Paramparça olmuş bir sandal kıyıya vurup,
Balıklar yolunu şaşırmış avcıya yaklaşıyor.
Ben yolumu kaybedip;
Senin olmadığın sularda boğulmaktayım.
Üzerimde siyah, tek cepli bir kaftan,
Cebimde ölüme dair bir ferman,
Yol almaktayım ıssızlığa doğru,
Yolum küçülmekte senin olmadığın yanlışa doğru.
Savrulmuş her yana ayrı bir dert,
Oluk oluk bela yağmakta bilinmezliklerden,
Kapıcısı terk etmekte korumakla görevli olduğu evi,
Eskimeye mahkum edilmiş asırlık çınar.
Özlem, ıssızlığa sürükleyen büyük dalgadır,
Özlem, beni parçalayan ucu keskin baltadır,
Özlem, cebimde not olarak düşen ferman,
Sonu gelmeyen azabın duraksanmış bir anıdır.

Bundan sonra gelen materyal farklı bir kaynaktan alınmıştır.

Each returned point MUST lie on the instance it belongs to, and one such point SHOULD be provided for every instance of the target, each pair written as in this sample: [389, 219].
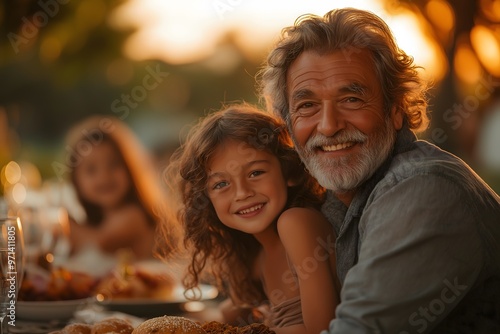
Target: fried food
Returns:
[169, 325]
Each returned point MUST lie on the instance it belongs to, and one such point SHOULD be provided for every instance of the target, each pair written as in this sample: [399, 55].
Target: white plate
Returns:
[158, 307]
[50, 310]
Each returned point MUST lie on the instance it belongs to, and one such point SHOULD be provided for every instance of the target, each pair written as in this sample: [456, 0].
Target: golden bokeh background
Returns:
[161, 64]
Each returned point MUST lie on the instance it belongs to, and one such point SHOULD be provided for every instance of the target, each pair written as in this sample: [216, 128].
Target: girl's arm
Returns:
[309, 241]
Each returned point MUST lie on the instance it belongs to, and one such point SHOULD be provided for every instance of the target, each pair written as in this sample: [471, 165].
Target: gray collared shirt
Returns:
[418, 249]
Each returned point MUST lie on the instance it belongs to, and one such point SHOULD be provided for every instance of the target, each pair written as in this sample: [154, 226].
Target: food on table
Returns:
[75, 329]
[163, 325]
[169, 325]
[106, 326]
[112, 325]
[133, 282]
[215, 327]
[58, 284]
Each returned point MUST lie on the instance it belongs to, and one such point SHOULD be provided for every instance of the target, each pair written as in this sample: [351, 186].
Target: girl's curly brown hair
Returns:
[228, 254]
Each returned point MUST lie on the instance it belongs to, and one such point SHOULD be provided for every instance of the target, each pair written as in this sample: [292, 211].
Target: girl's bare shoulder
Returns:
[303, 220]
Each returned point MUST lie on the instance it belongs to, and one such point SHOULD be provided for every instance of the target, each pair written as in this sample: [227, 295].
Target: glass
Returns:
[11, 268]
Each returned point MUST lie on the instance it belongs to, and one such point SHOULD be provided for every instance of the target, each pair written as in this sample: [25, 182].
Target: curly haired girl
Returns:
[250, 214]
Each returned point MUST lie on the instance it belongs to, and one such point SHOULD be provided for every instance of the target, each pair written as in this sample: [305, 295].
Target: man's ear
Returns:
[397, 116]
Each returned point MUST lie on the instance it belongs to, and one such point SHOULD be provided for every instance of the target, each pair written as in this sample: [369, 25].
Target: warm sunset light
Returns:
[413, 39]
[487, 47]
[466, 64]
[190, 31]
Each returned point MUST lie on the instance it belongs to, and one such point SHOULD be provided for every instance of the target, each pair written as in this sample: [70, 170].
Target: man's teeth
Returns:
[337, 147]
[252, 209]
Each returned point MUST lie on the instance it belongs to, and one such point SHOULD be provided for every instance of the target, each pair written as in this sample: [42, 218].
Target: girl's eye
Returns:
[220, 185]
[256, 173]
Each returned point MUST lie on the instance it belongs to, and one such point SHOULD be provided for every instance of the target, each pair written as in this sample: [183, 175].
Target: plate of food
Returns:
[53, 295]
[144, 291]
[50, 310]
[173, 303]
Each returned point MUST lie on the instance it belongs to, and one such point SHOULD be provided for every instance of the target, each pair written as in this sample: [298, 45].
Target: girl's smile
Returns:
[246, 186]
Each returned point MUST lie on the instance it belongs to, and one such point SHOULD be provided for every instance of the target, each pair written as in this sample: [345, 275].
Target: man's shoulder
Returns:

Günlerin geçişi özlemin gelişiyle örtüştü,
Özlemin çokluğu yokluğun varlığıyla pekişti,
Afrika'da bir siyah çocuk susuzluktan öldü,
Senin susuzluğundan her an ölüşüm gibi.
Özlemin cebi delik, her yana kendini düşürüyor.
Özlemin ensesi kalın, hiç azalmıyor.
Özlemin sesi gür, en uzaktan bile kendini haykırıyor.
Özlemin adı baki, sonsuza dek yaşıyor.